“Ethereum Foundation Blog Reports on Sepolia Incident”

Published:

This blog post reveals a threat to the Ethereum network that existed between the Merge and the Dencun hard fork. Prior to the merge, different message size limits were put in place to prevent denial-of-service (DOS) attacks. These limits were applied to messages received via HTTP endpoints and were carried over to the engine API, which plays a crucial role in connecting Execution and Consensus Layer clients during block production. However, this also meant that blocks could be produced that surpassed the RPC size limits of some clients but still fell within the acceptable range for others.

This created a vulnerability where an attacker could craft a message that exceeded the size limit of the client with the lowest setting, while still adhering to the gas limit requirements. This could result in a situation where some clients would accept the block as valid, while others would reject it, leading to HTTP error code “413: Content Too Large.”

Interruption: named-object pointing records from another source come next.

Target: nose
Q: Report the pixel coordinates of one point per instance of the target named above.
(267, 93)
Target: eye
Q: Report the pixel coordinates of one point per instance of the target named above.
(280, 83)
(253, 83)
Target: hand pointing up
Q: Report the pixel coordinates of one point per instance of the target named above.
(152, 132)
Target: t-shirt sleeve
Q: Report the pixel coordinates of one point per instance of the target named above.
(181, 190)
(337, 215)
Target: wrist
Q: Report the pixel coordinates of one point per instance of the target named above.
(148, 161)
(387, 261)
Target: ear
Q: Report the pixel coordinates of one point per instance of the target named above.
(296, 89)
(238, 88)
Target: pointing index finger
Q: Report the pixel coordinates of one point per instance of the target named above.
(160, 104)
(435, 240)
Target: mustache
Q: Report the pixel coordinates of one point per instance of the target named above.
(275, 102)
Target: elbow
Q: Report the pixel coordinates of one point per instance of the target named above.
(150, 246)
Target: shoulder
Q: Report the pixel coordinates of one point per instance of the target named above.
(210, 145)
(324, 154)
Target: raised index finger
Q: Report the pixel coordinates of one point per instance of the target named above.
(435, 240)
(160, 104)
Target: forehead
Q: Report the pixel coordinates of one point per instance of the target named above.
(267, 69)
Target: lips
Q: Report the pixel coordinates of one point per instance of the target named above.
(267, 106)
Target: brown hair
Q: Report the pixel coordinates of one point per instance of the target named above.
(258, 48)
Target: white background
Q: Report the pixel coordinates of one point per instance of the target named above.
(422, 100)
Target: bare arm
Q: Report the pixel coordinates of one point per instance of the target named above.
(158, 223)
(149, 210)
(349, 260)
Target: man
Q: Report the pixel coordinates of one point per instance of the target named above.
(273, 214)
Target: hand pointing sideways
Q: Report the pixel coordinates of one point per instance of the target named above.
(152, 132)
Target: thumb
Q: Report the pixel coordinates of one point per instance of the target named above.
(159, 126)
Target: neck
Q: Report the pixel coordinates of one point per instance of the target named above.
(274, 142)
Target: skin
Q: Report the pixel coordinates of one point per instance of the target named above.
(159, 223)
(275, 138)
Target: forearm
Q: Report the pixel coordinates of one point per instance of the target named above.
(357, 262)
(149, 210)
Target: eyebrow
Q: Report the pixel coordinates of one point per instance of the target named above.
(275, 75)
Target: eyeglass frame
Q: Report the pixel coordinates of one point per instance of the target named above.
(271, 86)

The impact of this attack is significant as it could allow an attacker to force the majority of nodes (especially geth) to reject blocks that a minority would accept. This would cause forks in the blockchain and the proposer of the block would miss out on rewards.

Initially, it was thought that this attack could only be carried out using modified clients or builders. However, it was later discovered that it was possible to trigger the limit by having a client with a higher limit propose the block, and the CL requesting validation of this proposed bigger block.

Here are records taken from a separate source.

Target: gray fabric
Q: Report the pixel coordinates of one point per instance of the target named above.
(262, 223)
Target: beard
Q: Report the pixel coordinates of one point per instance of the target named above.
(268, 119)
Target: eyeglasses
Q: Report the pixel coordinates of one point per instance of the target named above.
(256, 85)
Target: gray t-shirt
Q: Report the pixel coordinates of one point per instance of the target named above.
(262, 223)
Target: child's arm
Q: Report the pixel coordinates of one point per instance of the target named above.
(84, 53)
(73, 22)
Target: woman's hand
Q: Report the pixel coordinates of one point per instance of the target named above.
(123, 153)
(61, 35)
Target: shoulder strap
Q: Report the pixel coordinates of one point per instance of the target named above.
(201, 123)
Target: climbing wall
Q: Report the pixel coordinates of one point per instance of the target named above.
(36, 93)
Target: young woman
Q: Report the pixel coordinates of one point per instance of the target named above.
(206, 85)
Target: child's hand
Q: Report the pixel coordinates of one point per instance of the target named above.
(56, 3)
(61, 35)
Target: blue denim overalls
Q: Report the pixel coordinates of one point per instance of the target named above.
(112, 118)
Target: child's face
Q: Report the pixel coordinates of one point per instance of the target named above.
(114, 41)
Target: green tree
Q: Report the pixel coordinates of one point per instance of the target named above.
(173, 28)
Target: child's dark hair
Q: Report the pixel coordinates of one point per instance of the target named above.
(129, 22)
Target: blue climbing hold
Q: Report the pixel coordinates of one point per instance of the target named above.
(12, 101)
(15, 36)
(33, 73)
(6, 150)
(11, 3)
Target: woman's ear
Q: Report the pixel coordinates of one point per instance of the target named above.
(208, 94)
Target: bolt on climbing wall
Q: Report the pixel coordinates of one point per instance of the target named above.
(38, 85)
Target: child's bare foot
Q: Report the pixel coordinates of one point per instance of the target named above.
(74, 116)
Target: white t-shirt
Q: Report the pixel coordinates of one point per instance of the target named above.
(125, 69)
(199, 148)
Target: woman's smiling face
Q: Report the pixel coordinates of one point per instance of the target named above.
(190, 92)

To address this issue, a solution was proposed to temporarily lower the RPC limit on all clients to the lowest value (5MB). However, it was later discovered that an attacker could create a block that would hit the 5MB limit with smaller transactions, resulting in a chain of forks and reorganizing of the blockchain.

In response, it was decided to increase the RPC limit on all clients to prevent this attack. The timeline of events leading up to the discovery and resolution of this issue is as follows:

– 2024-02-06 13:00: Toni (EF), Pari (EF) and Justin (Besu) try to submit a specific transaction to the network that could result in up to 2.7 MB blocks when snappy compressed.
– 2024-02-06 13:25: Pari receives errors from his local Geth node, indicating that the transaction should be valid.
– 2024-02-06 15:14: Justin successfully puts the transaction in a block and submits it through the Besu client.
– 2024-02-06 20:46: Sam (EF) alerts the team about certain Sepolia nodes struggling.
– 2024-02-06 21:05: The team confirms the bug with Marius from Geth.
– 2024-02-06 21:10: The team begins debugging.
– 2024-02-07 23:40: It is decided to limit the RPC request limit to 5MB for all clients.
– 2024-02-07 6:40: It is discovered that there may be a bigger issue with the attack being possible with smaller transactions.
– 2024-02-07 10:00: It is decided to increase the RPC request limit for all clients.
– 2024-02-07 21:00: The fix is merged in Geth.
– 2024-02-09: Geth is released.

The issue was resolved in subsequent releases by the individual client teams, including Geth v1.13.12, Nethermind v1.25.4, Besu 24.1.2, Erigon v2.58.0, and Reth v0.1.0-alpha.18.